I saw suffering like I’ve never seen

The violence that broke out Wednesday during Venezuela’s Independence Day felt all too familiar. In fact, only last week I had seen for myself some of the chaos that has enveloped the country when I visited Caracas.

I was there to meet with local partners who have been begging for help in a humanitarian crisis that is still too often being overlooked. And, as I traveled around the city, I saw suffering and violence — in plain view — unlike any I had seen in all my years of working in active war and disaster zones.

I saw a young mother say goodbye to her 7-year-old daughter as a “fixer” (a paid smuggler) — one of the few jobs in Venezuela growing in demand — arranged to take the child into Colombia. The mother’s tears blurred the view of her daughter and the man walking through one of five border checkpoints into the neighboring country and to an unclear future. I was waiting with her older daughter, a scared 12-year-old who was crying inconsolably because her sister had just been given away to a stranger.

But the mother faced a dilemma that many in the country are battling against. She cannot feed her family, which has been living off of one meal of corn flour a day, and believes that her youngest will have a higher chance of survival. She hopes someone on the other side will care for her child.

This scenario is one of the millions of equally tragic scenes unfolding right now in Venezuela. People are dying from lack of basic needs or being killed for speaking out against their poor living conditions. There are no operational medical facilities. For many, there is no medicine, there are no doctors, with scarce clean water leaving disease to fill the void.

The young people I spoke with told me that there are absolutely no jobs and no way to make money unless they engage in illegal activities. If children are not being sent off or given away to “fixers,” then they are forced into prostitution or drug trafficking to survive.

From a rooftop, I watched a protest in the street that morphed into a combat zone.

Four white trucks with “GNB” on the hood shot what looked like tear gas into the crowd. What followed was utter chaos. People rushed the trucks, throwing anything they could find at the vehicles. The civilians seemed to have expected to be gassed because some wore makeshift masks made from swim goggles attached to water bottles stuffed with fabric that would hopefully offer some protection.

As the confrontation unfolded, I could see larger armored trucks approaching the area, and it was explained by my interpreter that they were mounted with water cannons that would be weaponized and used on the people. I was told it was time to leave — quickly.

When preparing to go into Caracas, I knew it was extremely dangerous and violent. I was instructed never to have my phone out and warned that “People will kill you for it.” Our movements were coordinated so that we would avoid being noticed because of the high number of kidnapping for ransoms of foreigners.

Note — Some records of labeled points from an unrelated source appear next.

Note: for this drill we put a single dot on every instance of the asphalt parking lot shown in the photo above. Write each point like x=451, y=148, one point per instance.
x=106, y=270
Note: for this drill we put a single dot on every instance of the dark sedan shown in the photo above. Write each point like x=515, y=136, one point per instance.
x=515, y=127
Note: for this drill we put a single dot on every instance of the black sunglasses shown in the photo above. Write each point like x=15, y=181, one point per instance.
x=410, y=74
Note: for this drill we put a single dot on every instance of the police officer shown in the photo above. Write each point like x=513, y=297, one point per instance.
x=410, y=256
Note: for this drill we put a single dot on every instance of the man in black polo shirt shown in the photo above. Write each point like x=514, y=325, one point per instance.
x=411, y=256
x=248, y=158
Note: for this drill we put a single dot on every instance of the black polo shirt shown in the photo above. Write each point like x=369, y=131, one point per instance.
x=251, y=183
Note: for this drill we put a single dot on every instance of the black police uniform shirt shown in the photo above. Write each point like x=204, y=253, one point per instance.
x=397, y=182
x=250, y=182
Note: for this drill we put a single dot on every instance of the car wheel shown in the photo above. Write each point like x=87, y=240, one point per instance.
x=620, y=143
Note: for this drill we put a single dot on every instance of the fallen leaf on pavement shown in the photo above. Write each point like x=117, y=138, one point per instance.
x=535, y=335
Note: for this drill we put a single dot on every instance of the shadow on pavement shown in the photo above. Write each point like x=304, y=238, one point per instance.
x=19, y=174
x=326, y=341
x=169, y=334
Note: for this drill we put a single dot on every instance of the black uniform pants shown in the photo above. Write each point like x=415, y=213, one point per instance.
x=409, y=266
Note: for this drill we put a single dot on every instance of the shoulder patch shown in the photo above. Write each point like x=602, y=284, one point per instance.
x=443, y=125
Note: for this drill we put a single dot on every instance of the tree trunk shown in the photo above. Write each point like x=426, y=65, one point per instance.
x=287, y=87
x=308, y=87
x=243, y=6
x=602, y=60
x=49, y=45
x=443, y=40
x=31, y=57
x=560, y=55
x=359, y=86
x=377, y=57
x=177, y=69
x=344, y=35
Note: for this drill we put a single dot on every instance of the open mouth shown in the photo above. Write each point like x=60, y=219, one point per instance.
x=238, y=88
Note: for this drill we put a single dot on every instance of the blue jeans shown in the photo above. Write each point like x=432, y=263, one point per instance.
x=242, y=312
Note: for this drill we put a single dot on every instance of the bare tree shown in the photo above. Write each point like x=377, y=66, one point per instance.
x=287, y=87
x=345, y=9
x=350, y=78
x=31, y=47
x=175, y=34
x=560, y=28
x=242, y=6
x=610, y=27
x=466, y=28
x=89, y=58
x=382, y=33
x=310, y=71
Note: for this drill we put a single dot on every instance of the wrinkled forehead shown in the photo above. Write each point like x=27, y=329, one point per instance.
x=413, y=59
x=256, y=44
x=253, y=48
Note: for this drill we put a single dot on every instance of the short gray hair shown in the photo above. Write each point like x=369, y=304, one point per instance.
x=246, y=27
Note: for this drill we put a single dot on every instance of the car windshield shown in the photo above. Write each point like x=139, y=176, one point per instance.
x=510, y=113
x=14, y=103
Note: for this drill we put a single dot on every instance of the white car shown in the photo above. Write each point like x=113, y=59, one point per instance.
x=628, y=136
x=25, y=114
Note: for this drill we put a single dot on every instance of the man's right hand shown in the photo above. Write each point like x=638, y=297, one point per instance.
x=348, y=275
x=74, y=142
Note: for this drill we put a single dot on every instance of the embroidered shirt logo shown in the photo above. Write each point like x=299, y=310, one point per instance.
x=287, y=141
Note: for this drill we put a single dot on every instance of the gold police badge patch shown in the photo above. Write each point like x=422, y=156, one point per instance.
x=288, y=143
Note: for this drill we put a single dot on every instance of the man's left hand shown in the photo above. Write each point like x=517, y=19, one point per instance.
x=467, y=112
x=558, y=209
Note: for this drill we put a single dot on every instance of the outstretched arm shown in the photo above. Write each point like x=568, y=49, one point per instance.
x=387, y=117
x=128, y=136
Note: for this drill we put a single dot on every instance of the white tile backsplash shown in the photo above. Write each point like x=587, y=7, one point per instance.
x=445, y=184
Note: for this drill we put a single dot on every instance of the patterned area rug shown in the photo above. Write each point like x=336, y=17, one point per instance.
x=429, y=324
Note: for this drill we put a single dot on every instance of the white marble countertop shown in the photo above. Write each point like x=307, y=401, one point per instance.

I’m a veteran of active war zones and volatile environments, but I found myself in the most violent city in the world.

Even with mass starvation made evident by everyone looking gaunt and wasting away — resorting to eating garbage — the government is not allowing aid to its people and is denying there is a crisis. NGOs that are trying to help have been accused of providing supplies, medicine, and food to people of the opposition — protesters whom President Nicolas Maduro has labeled as terrorists.

Mere survival is challenging and with more and more people dying, the people are becoming desperate for change.

No one born in the past decade and a half remembers anything but dictatorship. Most lack a basic education, and when I ask them about their plans for the future, they tell me that they have no hope for a future if they stay in their country.

The lack of meaningful choices combined with witnessing their families and communities suffering, dying or being oppressed and imprisoned make the youth extremely vulnerable to the influence of organized crime and violent extremism. These criminal groups offer structure and purpose amidst chaos and anarchy and provide these young people something to fight for.

Gangs are using their networks to traffic essential food, medicine and water, which in turn only strengthens the rebel groups that control these routes — the Colombian peace treaty with FARC has left a power and security vacuum, and various groups are trying to fill that void.

It’s a worsening crisis that will have long-term and far-reaching consequences.

On my last day, I was relieved to be getting out of the country. But before I could get into the car that would take me to the “freedom bird,” the one thing that we prepared to avoid, happened. I was stopped by a group of heavily armed men and accused of being a journalist. I prepared myself for the worst.

Journalists have been targeted, killed, robbed, beaten and detained at times just for being present. Foreign reporters have been denied entry into the country as the government wants to prevent the world from seeing what’s happening.

The men were aggressive and rough and clearly “colectivos” who are pro-Maduro militants. They yelled at me demanding that I confess that I was a journalist and that I hand over any cameras or phones. After a torrent of pleading and convincing from my interpreter, they seized my phone and computer and took my flack vest.

This was not the first time I have been robbed or assaulted, but I was afraid. In the end, I got to leave. Venezuelans don’t have that option.